ChainSafe / lodestar

🌟 TypeScript Implementation of Ethereum Consensus
https://lodestar.chainsafe.io
Apache License 2.0
1.18k stars 290 forks source link

metric beacon_finalized_epoch was updated slowly than other clients #5904

Open carameleon opened 1 year ago

carameleon commented 1 year ago

Describe the bug

Network : goerli

Lodestar metrics

beacon_head_slot 6355469
beacon_finalized_epoch 198604
...

other clients (teku, prysm, lighthouse)

beacon_head_slot 6355469
beacon_finalized_epoch 198605
...

I'm gathering finalized epochs and head slots to check if it is reaching inactivity leak state.

And only Lodestar reported to me beacon_finalized_epoch is delayed.

comparing lodestar log and metric :

Following chart is an increase trend of beacon_finalized_epoch. And brown line presents a Lodestar.

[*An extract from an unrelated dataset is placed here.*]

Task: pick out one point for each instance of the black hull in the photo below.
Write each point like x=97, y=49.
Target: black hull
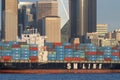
x=24, y=65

It was updated even 15mins later than other clients, though it reached same head slots.

image

image

It has happened frequently ( multiple times of everyday )

Expected behavior

beacon_finalized_epoch should be updated in time as other client do.

Steps to reproduce

No response

Additional context

Operating system

Linux

Lodestar version or commit hash

v1.10.0

nflaig commented 1 year ago

The issue seems to be related to how the beacon_finalized_epoch metric is updated

The problem is that the metric value is only updated when the block slot is the first slot of the epoch https://github.com/ChainSafe/lodestar/blob/6ac8c07023bc72c7ef54a6ea66884790793eda21/packages/beacon-node/src/chain/blocks/importBlock.ts#L334

but if that block is missed, the metric will not be updated at all, causing the value to deviate from other clients and to what the log reports

This can also be seen in the following logs, there are multiple skipped epochs (slot 0 block in epoch N+2 was missed)

Sep-05 15:04:06.483[chain]         verbose: Checkpoint finalized epoch=201608, rootHex=0x1e8946a93214282ca8f7fc308f67f1fb5b6f763ca55a52e0d46a374c4bf15418
Sep-05 15:23:13.284[chain]         verbose: Checkpoint finalized epoch=201610, rootHex=0xe0a251f29be4f4227969152f1c298315a46adf52c75b8b7b26abadccb92d7156
Sep-05 15:42:25.704[chain]         verbose: Checkpoint finalized epoch=201613, rootHex=0x8266693af6053374f4bd144f797c477e4a317c5297629094210044726e98e2c5
Sep-05 15:55:14.114[chain]         verbose: Checkpoint finalized epoch=201616, rootHex=0x5047823040b759272717c1ed1db731e99bf41f7951621b2b6c6b054facc03ed6

Another issue, we are also not emitting finalized checkpoint events for those epochs https://github.com/ChainSafe/lodestar/blob/6ac8c07023bc72c7ef54a6ea66884790793eda21/packages/beacon-node/src/chain/blocks/importBlock.ts#L363

As it works right now, the metric is unreliable, especially on goerli where a lot of blocks are missed. Alternatively, you could fetch the beacon API /eth/v1/beacon/states/head/finality_checkpoints (getStateFinalityCheckpoints) to get the finalized epoch. The API will provide accurate and consistent values.